96 In any event, the CFMEU should be taken to have ratified the conduct of Mr Close. Any principal may ratify the unauthorised act of its agent. While there is no evidence of express ratification, for example by a resolution of the CFMEU's National Executive, ratification may be implied by conduct. Conduct will be effective to ratify an unauthorised act where it is in terms sufficiently unqualified as to justify the inference that the principal intended to take responsibility for whatever transaction the agent entered on the principal's behalf, such as where the principal commences proceedings to enforce the contract effected by the agent: Halsbury's Laws of Australia [15-150]. Ratification can occur by the position taken in litigation: Bowstead and Reynolds on Agency (19th ed, 2010) ("Bowstead") [2-073]. The examples given in Bowstead include a letter before action and the bringing of proceedings. See, too Trident General Insurance Co Ltd v McNiece Bros Pty Ltd (1987) 8 NSWLR 270 at 282 per McHugh JA; Scott v Bagshaw (1999) 92 FCR 424; Alexander Ward & Co Ltd v Samyang Navigation Co Ltd [1975] 1 WLR 673 ("Alexander Ward").

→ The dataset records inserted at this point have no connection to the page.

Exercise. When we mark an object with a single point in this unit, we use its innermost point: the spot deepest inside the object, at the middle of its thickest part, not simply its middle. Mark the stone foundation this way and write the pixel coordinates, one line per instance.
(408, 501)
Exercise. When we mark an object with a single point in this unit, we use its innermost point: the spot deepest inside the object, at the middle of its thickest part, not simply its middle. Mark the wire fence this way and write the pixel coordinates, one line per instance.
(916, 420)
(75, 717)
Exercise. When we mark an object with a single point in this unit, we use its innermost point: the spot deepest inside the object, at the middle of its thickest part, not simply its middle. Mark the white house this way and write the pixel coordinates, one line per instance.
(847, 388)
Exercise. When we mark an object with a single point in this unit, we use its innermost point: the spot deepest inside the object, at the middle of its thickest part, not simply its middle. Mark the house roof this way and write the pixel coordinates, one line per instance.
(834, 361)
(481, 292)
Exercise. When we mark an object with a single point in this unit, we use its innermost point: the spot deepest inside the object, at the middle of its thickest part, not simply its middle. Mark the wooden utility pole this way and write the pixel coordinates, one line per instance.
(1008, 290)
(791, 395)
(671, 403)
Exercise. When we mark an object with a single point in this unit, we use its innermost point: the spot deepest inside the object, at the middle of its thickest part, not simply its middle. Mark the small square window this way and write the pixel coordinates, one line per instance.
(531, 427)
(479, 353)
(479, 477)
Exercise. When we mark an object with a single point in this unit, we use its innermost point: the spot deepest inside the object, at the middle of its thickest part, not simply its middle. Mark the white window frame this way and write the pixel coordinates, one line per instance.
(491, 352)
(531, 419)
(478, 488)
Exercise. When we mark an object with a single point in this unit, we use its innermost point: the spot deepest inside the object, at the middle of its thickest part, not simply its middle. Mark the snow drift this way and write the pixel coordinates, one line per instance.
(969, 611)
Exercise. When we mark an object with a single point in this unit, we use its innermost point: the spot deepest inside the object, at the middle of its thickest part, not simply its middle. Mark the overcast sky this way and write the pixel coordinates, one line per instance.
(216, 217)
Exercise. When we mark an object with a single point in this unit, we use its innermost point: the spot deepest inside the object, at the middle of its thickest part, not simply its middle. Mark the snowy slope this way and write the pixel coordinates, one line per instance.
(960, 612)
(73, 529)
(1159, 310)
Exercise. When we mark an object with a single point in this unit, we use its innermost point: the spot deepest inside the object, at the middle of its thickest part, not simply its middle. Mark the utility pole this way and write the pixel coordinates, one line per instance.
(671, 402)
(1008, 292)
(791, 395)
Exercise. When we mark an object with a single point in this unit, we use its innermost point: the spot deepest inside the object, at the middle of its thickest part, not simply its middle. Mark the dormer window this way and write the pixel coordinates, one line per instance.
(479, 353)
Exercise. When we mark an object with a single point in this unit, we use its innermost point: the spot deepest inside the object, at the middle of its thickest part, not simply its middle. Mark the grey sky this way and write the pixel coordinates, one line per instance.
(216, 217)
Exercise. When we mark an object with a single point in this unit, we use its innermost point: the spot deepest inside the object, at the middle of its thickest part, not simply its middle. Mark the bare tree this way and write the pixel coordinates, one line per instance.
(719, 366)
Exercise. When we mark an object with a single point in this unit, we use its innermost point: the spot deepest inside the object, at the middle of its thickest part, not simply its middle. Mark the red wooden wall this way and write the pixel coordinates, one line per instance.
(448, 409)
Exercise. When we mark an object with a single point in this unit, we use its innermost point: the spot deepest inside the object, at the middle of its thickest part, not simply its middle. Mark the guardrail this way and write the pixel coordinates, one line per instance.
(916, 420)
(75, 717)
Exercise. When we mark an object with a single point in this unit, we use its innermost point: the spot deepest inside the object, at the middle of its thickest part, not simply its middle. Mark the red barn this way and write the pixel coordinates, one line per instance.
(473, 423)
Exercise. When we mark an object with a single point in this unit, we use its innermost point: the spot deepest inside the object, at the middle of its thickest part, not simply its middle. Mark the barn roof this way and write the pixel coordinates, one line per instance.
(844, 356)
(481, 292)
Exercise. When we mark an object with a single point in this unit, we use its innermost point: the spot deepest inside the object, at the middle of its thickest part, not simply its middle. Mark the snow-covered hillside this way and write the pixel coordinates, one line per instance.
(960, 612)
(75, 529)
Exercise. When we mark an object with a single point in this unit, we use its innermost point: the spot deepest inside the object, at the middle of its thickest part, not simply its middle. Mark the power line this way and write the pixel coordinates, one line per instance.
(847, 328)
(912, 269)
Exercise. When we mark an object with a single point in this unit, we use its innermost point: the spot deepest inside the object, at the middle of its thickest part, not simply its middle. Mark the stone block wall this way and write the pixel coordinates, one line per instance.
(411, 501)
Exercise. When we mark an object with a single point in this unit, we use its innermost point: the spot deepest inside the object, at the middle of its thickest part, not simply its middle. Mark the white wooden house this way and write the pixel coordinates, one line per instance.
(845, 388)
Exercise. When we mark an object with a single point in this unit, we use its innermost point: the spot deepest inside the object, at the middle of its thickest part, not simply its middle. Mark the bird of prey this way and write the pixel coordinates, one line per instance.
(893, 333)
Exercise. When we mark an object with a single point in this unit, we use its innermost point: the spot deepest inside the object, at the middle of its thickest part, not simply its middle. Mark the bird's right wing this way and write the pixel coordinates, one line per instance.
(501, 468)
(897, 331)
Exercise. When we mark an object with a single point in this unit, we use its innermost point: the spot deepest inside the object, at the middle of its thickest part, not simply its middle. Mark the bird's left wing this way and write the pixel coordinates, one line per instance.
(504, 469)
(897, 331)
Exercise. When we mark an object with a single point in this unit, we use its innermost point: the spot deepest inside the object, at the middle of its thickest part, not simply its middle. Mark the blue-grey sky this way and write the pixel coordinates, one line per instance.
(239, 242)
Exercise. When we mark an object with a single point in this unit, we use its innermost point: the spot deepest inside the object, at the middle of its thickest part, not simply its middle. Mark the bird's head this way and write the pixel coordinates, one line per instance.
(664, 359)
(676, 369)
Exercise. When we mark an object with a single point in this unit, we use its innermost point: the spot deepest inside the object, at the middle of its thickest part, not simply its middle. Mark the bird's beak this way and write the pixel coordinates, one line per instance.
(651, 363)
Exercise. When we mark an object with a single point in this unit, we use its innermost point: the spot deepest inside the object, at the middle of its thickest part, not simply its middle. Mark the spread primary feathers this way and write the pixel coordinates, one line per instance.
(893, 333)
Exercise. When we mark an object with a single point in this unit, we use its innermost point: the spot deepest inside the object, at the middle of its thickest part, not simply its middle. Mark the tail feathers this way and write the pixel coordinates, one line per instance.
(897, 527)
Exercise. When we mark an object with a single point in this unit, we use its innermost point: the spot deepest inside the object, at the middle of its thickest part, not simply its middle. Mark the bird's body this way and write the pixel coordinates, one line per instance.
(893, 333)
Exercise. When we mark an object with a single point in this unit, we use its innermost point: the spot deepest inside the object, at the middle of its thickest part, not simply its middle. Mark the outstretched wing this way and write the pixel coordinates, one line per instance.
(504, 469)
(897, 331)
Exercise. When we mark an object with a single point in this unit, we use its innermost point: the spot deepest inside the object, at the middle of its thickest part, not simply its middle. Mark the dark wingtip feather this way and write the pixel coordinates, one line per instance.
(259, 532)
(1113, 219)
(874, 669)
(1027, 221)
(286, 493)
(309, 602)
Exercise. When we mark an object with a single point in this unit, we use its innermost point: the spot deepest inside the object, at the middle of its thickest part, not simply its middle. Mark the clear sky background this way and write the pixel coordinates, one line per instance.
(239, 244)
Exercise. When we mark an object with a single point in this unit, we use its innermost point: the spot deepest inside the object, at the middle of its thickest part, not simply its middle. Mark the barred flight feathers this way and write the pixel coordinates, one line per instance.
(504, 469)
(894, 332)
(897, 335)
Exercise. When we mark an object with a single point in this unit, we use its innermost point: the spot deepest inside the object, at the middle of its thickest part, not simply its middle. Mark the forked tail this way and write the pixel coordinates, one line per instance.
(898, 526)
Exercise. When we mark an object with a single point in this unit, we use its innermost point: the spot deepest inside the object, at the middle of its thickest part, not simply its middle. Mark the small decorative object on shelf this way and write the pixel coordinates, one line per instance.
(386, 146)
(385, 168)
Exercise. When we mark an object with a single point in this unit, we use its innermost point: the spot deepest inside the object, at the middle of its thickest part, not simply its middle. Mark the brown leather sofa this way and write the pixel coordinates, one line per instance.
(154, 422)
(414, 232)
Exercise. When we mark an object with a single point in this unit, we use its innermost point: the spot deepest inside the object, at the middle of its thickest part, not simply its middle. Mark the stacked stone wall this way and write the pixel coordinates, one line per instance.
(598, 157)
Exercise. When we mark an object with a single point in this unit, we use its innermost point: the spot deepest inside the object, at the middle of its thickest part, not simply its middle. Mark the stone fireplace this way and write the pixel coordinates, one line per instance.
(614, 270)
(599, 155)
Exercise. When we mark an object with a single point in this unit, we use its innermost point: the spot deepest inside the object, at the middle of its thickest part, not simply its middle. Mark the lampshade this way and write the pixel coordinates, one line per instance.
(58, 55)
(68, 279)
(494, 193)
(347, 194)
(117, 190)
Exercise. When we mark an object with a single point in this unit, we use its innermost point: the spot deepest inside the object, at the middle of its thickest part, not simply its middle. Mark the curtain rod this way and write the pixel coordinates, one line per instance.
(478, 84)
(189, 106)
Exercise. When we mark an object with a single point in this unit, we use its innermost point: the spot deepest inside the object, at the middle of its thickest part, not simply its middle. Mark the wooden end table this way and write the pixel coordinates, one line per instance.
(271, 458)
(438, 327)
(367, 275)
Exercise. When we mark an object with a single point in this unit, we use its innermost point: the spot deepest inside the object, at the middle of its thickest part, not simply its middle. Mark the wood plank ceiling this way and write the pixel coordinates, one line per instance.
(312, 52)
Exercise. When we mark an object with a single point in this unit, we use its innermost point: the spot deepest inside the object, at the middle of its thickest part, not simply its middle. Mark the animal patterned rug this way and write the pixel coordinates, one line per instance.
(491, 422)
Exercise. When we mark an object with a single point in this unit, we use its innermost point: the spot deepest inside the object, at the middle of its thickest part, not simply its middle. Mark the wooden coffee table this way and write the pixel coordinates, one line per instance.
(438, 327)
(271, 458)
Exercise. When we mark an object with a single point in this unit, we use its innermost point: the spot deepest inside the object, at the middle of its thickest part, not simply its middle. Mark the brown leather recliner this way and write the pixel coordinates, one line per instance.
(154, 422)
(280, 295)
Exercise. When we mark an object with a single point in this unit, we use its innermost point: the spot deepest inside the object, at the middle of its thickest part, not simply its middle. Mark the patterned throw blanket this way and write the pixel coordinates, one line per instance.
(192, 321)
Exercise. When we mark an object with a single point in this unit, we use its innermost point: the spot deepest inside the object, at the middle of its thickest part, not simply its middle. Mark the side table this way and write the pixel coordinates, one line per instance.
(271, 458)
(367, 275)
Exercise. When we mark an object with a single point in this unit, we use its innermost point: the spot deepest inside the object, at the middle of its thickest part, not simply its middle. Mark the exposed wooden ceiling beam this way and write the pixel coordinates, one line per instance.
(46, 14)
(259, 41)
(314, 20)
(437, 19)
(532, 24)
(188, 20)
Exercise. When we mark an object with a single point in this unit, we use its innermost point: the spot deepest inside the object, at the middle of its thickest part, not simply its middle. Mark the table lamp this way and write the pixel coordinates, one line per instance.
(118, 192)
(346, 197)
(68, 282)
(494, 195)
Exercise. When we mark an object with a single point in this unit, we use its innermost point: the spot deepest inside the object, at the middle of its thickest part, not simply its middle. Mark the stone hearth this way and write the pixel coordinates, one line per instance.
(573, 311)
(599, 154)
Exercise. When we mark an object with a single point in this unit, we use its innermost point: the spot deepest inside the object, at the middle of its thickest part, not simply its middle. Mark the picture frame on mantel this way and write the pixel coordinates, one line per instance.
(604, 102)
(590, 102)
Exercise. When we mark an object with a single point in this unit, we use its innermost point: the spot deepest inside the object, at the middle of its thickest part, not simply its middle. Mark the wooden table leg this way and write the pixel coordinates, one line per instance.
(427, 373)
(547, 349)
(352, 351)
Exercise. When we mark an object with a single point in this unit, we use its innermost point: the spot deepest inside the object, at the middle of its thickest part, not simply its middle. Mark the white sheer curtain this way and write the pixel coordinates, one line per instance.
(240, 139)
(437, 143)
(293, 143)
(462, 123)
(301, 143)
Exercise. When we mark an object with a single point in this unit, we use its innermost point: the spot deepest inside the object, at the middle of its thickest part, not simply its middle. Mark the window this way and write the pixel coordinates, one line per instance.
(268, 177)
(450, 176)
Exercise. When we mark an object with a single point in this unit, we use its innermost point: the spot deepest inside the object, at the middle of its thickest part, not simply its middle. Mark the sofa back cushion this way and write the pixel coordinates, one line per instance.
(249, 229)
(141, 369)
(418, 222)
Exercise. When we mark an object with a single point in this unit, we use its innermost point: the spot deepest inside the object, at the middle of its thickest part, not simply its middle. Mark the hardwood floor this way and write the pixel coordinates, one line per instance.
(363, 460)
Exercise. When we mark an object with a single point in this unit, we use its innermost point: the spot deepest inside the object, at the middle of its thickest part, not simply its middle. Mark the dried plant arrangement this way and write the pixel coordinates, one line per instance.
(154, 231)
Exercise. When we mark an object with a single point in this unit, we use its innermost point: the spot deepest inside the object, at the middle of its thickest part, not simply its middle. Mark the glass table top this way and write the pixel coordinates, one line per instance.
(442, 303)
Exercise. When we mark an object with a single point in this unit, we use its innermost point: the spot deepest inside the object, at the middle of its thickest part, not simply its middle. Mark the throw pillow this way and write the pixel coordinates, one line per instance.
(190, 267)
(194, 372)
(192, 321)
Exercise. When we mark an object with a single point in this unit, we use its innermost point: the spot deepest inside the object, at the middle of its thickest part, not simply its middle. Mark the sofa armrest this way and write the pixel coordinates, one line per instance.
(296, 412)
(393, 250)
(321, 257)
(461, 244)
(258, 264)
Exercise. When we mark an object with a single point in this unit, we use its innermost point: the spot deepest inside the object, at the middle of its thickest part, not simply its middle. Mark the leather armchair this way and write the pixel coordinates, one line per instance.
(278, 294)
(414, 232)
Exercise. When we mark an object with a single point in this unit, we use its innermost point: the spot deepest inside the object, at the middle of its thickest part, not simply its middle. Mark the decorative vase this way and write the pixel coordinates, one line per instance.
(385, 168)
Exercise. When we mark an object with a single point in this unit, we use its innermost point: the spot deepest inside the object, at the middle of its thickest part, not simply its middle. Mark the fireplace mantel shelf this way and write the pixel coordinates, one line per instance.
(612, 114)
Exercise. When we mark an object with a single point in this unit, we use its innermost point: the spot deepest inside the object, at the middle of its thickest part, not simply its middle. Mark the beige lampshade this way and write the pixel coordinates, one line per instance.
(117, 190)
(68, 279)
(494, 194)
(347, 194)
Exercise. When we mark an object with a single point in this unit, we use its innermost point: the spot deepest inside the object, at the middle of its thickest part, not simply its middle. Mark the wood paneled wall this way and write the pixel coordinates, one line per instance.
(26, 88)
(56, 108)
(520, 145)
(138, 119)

97 Rule 31 of the National Rules entitled the National Secretary, the National President or National Assistant Secretary (or their delegates) to bring and defend proceedings on behalf of the union. These are the very office bearers who are authorised by r 30 to execute any agreement without qualification. The CFMEU appeared both in FWA and in this Court to maintain the validity of the agreement and to support the conduct of Mr Close. If, contrary to the opinions I have expressed and the conclusions reached below, he did not have authority to sign the agreements, the positions taken by the CFMEU in the litigation relating to the approval of the agreements and in this proceeding operated to ratify his acts. The effect of ratification is that the agreements are valid ab initio: Alexander Ward at 678, 683. The agreements were therefore made on the days they were signed and there can be no question that the Senior Deputy President had jurisdiction to approve them. In Re Construction, Forestry Mining Energy Union, Ex parte WJ Deane & Sons Pty Limited (1994) 181 CLR 539 the Full Court of the High Court explained:
There is authority for the proposition that, where an act is done in the name of or on behalf of another ("the principal") by a person who has no authority to do that act, the principal, by ratifying the act, may make it as valid and effectual as if it had been originally done with the principal's authority, whether the person doing the act was exceeding his or her authority or had no authority at all. Central to the proposition is the retrospective or retroactive effect of the ratification; the act done is put in the same position as if it had been authorized antecedently.
[Citations omitted.]
98 As the authors of Bowstead put it (at [2-048]), ratification should be regarded as providing a normal case of agency but one in which the intention of the parties is given effect to retrospectively. Ratification must occur within a time that is reasonable in all the circumstances. Here, it appears the AWU's position was made known to the parties within a couple of weeks of the signing of the agreements and ever since the CFMEU has stood by them.